③ワークショップ: サステナビリティレポートの相互チェック
時間: 14:35~15:55
講師: 森 摂(オルタナ 代表取締役/オルタナ編集長)
サステナ経営塾第19期下期第2回の第3講ではワークショップを行った。パイロット企業のサステナビリティレポートをグループ内で相互チェックし、それぞれの課題や解決策について話し合った。
森が解説したサステナビリティレポートの作成において重視すべきポイントは、下記の通り。
・サステナビリティレポートは、①現状を肯定しない②答えはない③未来志向で(長期思考)の3つのポイントを考慮する必要がある
・「誰に読んでもらいたいのか」という対象読者を明確にする。特に、未来の社員(学生)も視野に入れる
・サステナビリティレポートは、紙であれば大体30~40ページが読みやすく、オンラインであればフル版とレジュメ版に分けて掲載するなど、読者が読みやすい工夫が必要だ。写真や図を多くするビジュアルの充実性や雑誌のようなかみ砕いた文章構成も重要だ。
・サプライチェーン全体に伝えるため、サステナビリティレポートの多言語化を進めることも重要である。これは、DEI推進にも関わることであり、ジェンダーだけでなく、国籍や障がいなどへ目を向けた対応を意識しなければならない
・社長メッセージについては、外部の方を招いた対談やインタビューなどを活用して、社長自らが話すことが重要であり、それが社風改革や語り継がれるストーリーを形づくる
・歴史ある日本の企業はパーパスや社訓を常に持っているが、それをどうやって現代社会の問題を取り入れながら再定義していくかが問われている。
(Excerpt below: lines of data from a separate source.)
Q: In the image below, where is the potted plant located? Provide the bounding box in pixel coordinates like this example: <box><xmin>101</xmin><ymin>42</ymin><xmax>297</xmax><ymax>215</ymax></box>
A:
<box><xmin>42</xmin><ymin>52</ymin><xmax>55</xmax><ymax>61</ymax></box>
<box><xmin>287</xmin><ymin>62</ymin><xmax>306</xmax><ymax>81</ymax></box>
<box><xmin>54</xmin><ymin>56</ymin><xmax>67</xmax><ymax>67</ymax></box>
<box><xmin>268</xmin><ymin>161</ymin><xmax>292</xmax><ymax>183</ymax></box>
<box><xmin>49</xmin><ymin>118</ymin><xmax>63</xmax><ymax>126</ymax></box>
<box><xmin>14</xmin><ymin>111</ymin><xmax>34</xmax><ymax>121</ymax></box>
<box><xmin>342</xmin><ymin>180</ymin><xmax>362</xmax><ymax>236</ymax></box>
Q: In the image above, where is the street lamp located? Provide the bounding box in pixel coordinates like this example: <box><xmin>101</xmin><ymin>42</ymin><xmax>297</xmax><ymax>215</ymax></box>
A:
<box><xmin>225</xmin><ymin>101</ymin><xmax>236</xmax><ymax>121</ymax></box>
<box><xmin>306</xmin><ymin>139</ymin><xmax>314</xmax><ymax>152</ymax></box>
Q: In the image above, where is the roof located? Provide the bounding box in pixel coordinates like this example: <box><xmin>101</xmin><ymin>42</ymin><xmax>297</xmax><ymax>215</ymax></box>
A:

会社が進んでいる方向やビジョンを明確にする仕事を担うのがサステナビリティ部署であり、誇りを持って取り組んでほしい。
④みずほフィナンシャルグループのグリーンファイナンス戦略
時間:16:10〜17:30
講師:新見泰寛氏(みずほフィナンシャルグループ サステナブルビジネス部副部長)
第4講には、みずほフィナンシャルグループの新見泰寛・サステナブルビジネス部副部長が登壇し、「みずほフィナンシャルグループのグリーンファイナンス戦略」について講義した。主な講義内容は次の通り。
・社会課題の解決に向けて企業を取り巻く環境が劇的に変わった。企業を評価するファクターが増えた。従来は、事業内容や業績を説明していればよかったが、環境や社会課題に対する取り組みもステークホルダーへの説明責任が求められるようになった。
・多くの企業が、ESG(非財務領域)に取り組まないとサプライチェーンなどの商流から除外されるという危機感から主体的に取り組みだしている。
・日本政府が掲げる2030年にCO2排出量「46%減」を達成するには、追加的政策などが不可欠。企業は、成長と脱炭素の両立をめざし、バックキャストでのトランジション戦略が必要だ。
・企業には、収益性だけでなく、サステナビリティ軸を加味した事業戦略を構築することが重要。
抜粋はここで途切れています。